Tutorial: Plotting projected density of states with colormap scaling
In this tutorial for SrTiO3, we show how to upload DOS files, select orbital projections, and visualize projected DOS using continuous colormap encoding.
Upload DOS files and parse #
The first step is to upload the required files from your DFT simulation. The upload panel indicates which files can be provided. In this section, you are also asked to provide the Fermi energy. If the Fermi energy is given, the plot will automatically shift the energies so that the Fermi level is set to zero.
After selecting files, click Parse to load the data.
Review generated DOS report cards #
After parsing, the page generates report cards that summarize key results. You can expect values such as bandgap, material type, Fermi value, lattice parameters, angles, volume, and density. If the simulation is spin-polarized and the bandgaps differ between channels, the reports include values for each spin channel.
If you want this report in different units, use the Units panel in the right sidebar.
Step 2: Limits #
Limits
Click Plot to generate a baseline figure, then refine the view with Limits in the right sidebar.
In DOS, this panel controls both energy and DOS-state windows. When you set energy limits, DOS-state limits update automatically to the selected energy window.
Navigation
Use the zoom sliders to focus on selected energy and DOS ranges. Drag slider handles to zoom in or out, and move the selected window to inspect different regions of the projected curves.
Step 3: Add filters and choose colormap controls #
Click Add Filter to create a projection trace. Then select the ion/orbital contributions you want to show in the projection table.
In the filter card, set coloring mode to Colormap, choose a colormap (for example viridis), and tune vmin/vmax to control how projection weights map to color intensity.
It is always a good idea to check your generated figure and colorbar for color blindness accessibility. You can download a PNG and upload it to a simulator such as Coblis Color Blindness Simulator.
The colormap dropdown is searchable, so you can quickly find maps by name. For examples and guidance, see the Matplotlib colormap reference: Matplotlib Colormaps. If you want the opposite gradient direction, enable the Reverse checkbox.

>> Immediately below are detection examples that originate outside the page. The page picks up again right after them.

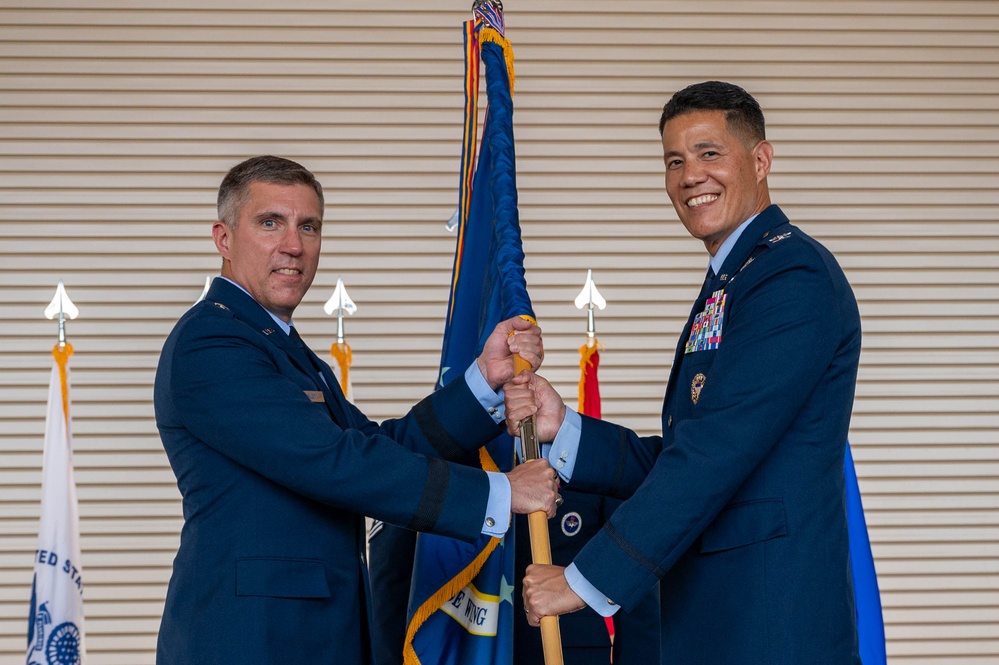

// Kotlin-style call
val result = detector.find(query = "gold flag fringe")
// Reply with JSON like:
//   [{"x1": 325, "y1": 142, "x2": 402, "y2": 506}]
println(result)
[
  {"x1": 479, "y1": 26, "x2": 516, "y2": 97},
  {"x1": 402, "y1": 448, "x2": 500, "y2": 665}
]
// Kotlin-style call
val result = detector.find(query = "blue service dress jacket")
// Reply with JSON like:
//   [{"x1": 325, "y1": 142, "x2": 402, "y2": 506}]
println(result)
[
  {"x1": 569, "y1": 206, "x2": 861, "y2": 665},
  {"x1": 154, "y1": 279, "x2": 502, "y2": 665}
]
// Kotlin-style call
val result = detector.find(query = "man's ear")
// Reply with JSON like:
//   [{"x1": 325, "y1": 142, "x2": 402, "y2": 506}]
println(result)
[
  {"x1": 753, "y1": 140, "x2": 774, "y2": 182},
  {"x1": 212, "y1": 221, "x2": 232, "y2": 259}
]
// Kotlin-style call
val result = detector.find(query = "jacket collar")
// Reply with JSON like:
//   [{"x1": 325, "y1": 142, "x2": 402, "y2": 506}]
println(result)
[{"x1": 718, "y1": 205, "x2": 790, "y2": 284}]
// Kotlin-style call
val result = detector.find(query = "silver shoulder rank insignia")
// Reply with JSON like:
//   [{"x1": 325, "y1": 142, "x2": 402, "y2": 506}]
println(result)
[
  {"x1": 690, "y1": 373, "x2": 708, "y2": 404},
  {"x1": 562, "y1": 513, "x2": 583, "y2": 536}
]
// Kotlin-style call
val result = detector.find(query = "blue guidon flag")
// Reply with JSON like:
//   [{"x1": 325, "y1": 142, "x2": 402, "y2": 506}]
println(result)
[
  {"x1": 403, "y1": 3, "x2": 534, "y2": 665},
  {"x1": 843, "y1": 441, "x2": 888, "y2": 665}
]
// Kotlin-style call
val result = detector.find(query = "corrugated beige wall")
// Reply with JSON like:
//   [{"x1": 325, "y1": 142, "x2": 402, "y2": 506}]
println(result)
[{"x1": 0, "y1": 0, "x2": 999, "y2": 665}]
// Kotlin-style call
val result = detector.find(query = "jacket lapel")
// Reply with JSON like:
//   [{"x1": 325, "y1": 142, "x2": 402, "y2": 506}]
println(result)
[{"x1": 205, "y1": 277, "x2": 351, "y2": 429}]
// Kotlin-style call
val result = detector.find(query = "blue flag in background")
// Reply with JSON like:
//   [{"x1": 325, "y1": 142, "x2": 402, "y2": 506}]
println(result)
[
  {"x1": 843, "y1": 441, "x2": 888, "y2": 665},
  {"x1": 403, "y1": 15, "x2": 534, "y2": 665}
]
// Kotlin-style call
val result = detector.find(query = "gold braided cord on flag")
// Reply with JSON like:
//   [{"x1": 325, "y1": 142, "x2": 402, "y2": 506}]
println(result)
[
  {"x1": 479, "y1": 25, "x2": 515, "y2": 97},
  {"x1": 402, "y1": 440, "x2": 500, "y2": 665},
  {"x1": 52, "y1": 342, "x2": 73, "y2": 426}
]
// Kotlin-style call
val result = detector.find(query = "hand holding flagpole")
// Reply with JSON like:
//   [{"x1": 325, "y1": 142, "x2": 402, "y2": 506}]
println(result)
[{"x1": 513, "y1": 356, "x2": 562, "y2": 665}]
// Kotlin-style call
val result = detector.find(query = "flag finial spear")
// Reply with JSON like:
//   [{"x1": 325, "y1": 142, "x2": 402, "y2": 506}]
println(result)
[
  {"x1": 45, "y1": 279, "x2": 80, "y2": 347},
  {"x1": 323, "y1": 277, "x2": 357, "y2": 344},
  {"x1": 576, "y1": 270, "x2": 607, "y2": 346},
  {"x1": 194, "y1": 275, "x2": 212, "y2": 305}
]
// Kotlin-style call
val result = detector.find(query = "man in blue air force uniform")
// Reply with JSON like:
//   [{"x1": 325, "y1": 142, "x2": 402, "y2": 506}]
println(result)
[
  {"x1": 154, "y1": 156, "x2": 556, "y2": 665},
  {"x1": 506, "y1": 81, "x2": 860, "y2": 665}
]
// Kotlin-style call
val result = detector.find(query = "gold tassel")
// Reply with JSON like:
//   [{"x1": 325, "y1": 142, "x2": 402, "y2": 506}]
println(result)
[
  {"x1": 479, "y1": 26, "x2": 516, "y2": 97},
  {"x1": 330, "y1": 342, "x2": 354, "y2": 395}
]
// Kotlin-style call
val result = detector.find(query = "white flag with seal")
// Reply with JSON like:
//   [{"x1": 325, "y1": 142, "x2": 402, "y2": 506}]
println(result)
[{"x1": 25, "y1": 344, "x2": 85, "y2": 665}]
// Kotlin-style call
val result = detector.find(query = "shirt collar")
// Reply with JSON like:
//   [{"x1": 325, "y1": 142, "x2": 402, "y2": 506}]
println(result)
[
  {"x1": 219, "y1": 275, "x2": 295, "y2": 335},
  {"x1": 712, "y1": 213, "x2": 760, "y2": 274}
]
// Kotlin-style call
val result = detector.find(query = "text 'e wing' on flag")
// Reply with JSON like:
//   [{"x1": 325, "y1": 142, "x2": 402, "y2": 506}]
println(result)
[
  {"x1": 25, "y1": 343, "x2": 86, "y2": 665},
  {"x1": 403, "y1": 7, "x2": 534, "y2": 665}
]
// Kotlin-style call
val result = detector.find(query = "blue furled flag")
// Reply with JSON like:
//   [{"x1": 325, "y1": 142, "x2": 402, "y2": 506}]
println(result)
[
  {"x1": 843, "y1": 441, "x2": 887, "y2": 665},
  {"x1": 403, "y1": 18, "x2": 534, "y2": 665}
]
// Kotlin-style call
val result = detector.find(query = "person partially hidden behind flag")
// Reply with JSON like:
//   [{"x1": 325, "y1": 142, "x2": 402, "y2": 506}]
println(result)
[
  {"x1": 505, "y1": 81, "x2": 861, "y2": 665},
  {"x1": 154, "y1": 156, "x2": 557, "y2": 665}
]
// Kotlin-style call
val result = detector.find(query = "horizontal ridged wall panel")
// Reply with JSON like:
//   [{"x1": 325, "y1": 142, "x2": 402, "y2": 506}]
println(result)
[{"x1": 0, "y1": 0, "x2": 999, "y2": 665}]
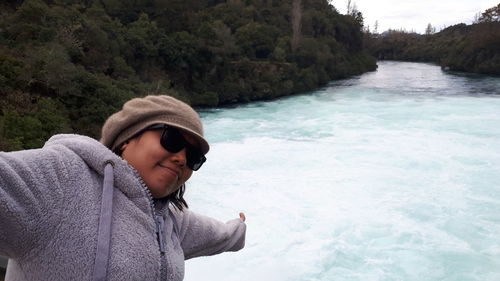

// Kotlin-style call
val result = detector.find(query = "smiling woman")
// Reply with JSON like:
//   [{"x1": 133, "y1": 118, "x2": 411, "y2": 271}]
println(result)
[{"x1": 0, "y1": 96, "x2": 246, "y2": 281}]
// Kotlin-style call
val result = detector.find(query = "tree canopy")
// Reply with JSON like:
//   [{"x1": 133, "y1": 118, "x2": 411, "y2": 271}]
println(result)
[{"x1": 0, "y1": 0, "x2": 376, "y2": 150}]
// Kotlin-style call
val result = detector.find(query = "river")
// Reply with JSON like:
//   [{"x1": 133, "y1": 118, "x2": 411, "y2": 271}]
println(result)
[{"x1": 185, "y1": 62, "x2": 500, "y2": 281}]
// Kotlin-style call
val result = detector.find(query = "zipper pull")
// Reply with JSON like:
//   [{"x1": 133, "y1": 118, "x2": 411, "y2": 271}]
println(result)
[{"x1": 155, "y1": 215, "x2": 165, "y2": 254}]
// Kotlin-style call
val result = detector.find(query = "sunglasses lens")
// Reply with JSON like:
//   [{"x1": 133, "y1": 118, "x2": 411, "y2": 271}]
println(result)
[
  {"x1": 160, "y1": 127, "x2": 207, "y2": 171},
  {"x1": 160, "y1": 128, "x2": 184, "y2": 153}
]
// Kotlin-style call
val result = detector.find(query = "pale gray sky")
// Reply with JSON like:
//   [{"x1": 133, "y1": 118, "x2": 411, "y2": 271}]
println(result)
[{"x1": 330, "y1": 0, "x2": 500, "y2": 33}]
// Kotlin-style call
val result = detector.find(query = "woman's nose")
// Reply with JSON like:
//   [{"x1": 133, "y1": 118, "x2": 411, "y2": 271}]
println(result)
[{"x1": 171, "y1": 148, "x2": 187, "y2": 166}]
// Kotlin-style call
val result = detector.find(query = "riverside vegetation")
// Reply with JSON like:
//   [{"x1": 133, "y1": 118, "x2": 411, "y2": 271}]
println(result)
[
  {"x1": 0, "y1": 0, "x2": 500, "y2": 151},
  {"x1": 365, "y1": 4, "x2": 500, "y2": 75},
  {"x1": 0, "y1": 0, "x2": 376, "y2": 151}
]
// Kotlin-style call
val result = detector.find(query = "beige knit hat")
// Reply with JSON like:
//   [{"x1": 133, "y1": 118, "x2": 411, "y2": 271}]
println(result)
[{"x1": 101, "y1": 96, "x2": 210, "y2": 154}]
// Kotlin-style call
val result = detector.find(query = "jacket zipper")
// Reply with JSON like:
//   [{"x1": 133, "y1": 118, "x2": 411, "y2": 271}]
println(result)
[{"x1": 131, "y1": 167, "x2": 168, "y2": 280}]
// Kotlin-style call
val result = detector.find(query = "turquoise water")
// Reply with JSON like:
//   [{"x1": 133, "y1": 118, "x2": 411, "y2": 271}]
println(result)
[{"x1": 185, "y1": 62, "x2": 500, "y2": 281}]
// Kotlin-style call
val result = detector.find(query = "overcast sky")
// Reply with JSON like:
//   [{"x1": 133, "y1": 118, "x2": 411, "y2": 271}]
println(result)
[{"x1": 330, "y1": 0, "x2": 500, "y2": 33}]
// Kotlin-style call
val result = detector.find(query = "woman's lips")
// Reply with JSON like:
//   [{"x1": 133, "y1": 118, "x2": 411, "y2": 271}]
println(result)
[{"x1": 158, "y1": 164, "x2": 181, "y2": 178}]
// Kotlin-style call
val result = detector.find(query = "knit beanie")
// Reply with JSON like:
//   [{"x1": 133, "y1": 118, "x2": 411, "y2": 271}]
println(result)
[{"x1": 100, "y1": 96, "x2": 210, "y2": 154}]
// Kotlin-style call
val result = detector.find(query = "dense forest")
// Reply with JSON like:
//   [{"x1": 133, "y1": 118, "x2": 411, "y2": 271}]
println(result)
[
  {"x1": 0, "y1": 0, "x2": 376, "y2": 151},
  {"x1": 365, "y1": 4, "x2": 500, "y2": 75}
]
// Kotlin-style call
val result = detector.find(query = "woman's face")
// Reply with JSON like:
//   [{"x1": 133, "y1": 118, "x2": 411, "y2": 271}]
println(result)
[{"x1": 121, "y1": 129, "x2": 196, "y2": 198}]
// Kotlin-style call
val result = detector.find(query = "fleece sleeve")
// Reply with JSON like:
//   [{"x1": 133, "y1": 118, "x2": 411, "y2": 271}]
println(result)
[
  {"x1": 174, "y1": 209, "x2": 246, "y2": 260},
  {"x1": 0, "y1": 149, "x2": 67, "y2": 258}
]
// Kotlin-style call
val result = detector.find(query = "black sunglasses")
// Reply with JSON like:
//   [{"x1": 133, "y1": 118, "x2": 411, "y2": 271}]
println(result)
[{"x1": 149, "y1": 124, "x2": 207, "y2": 171}]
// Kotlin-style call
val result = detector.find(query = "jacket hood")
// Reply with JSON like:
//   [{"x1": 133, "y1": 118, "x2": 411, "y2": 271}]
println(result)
[{"x1": 44, "y1": 134, "x2": 147, "y2": 198}]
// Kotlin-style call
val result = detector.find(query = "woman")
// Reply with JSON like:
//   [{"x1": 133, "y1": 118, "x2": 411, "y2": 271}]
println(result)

In the filter Coloring panel, Opacity controls transparency
(0 = fully transparent, 1 = fully opaque). Plotting order (z-order)
controls which filters are drawn on top when they overlap: higher values are rendered above lower
values, while auto lets the app choose the order.
In the Values/Spins panel, the Normalize checkbox only rescales projected intensities for plotting; it is not quantum-mechanical normalization. The values depend on the selected projection basis and projection-sphere radii used in the simulation. With Auto enabled, vmin and vmax are set from the minimum and maximum projection values found in the selected input data. If the calculation is spin-polarized, this panel also shows Spin Up and Spin Down checkboxes, which you can use to include either channel alone or both channels in that filter.
Step 4: Example projection for SrTiO3 #
In this example, we use one filter, the p orbital of the Oxygen atoms. For colormap, we use
viridis.
Legend labels can be entered manually, or you can leave them blank and use auto-generated labels based on the selected ions/orbitals.
After adjusting the selected filters click on plot to generate the projected DOS figure.
Step 5: Show and tune legend and colorbar settings #
The legend tile inside each filter card still controls per-filter legend styling, including label text, color, weight, and style. If you leave the label empty, DFT Hub can auto-generate the label from the selected projection.
The Color bar panel in the right sidebar controls global colorbar settings,
including position and layout options such as loc X. and loc Y..
In the Color bar panel, Bar settings control placement and size
(Loc. X, Loc. Y, orientation, length, width, and gap), while
Text settings control readability (label font style, numeric precision, and text gap).
There are two color bar modes you can use in the figure: calculable and non-calculable. The calculable mode is useful for interactive analysis in the web app, while the non-calculable mode is often preferred for publication-ready figures. When Calculable is enabled, you can include or exclude DOS projections above or below a threshold by dragging the color bar edges.
You can select different preset arrangements for color bar placement. The web app can automatically
choose both the bar length and location. If you switch to a custom position, the Loc X. and
Loc Y. fields become active and are prefilled from the latest automatically generated values.
To enable border, tick, and value display settings, uncheck the Calculable checkbox.
Step 6: Customization and styling #
For axis, legend, font, colors, and other appearance controls, use the right sidebar and see the full settings reference in Plot Settings.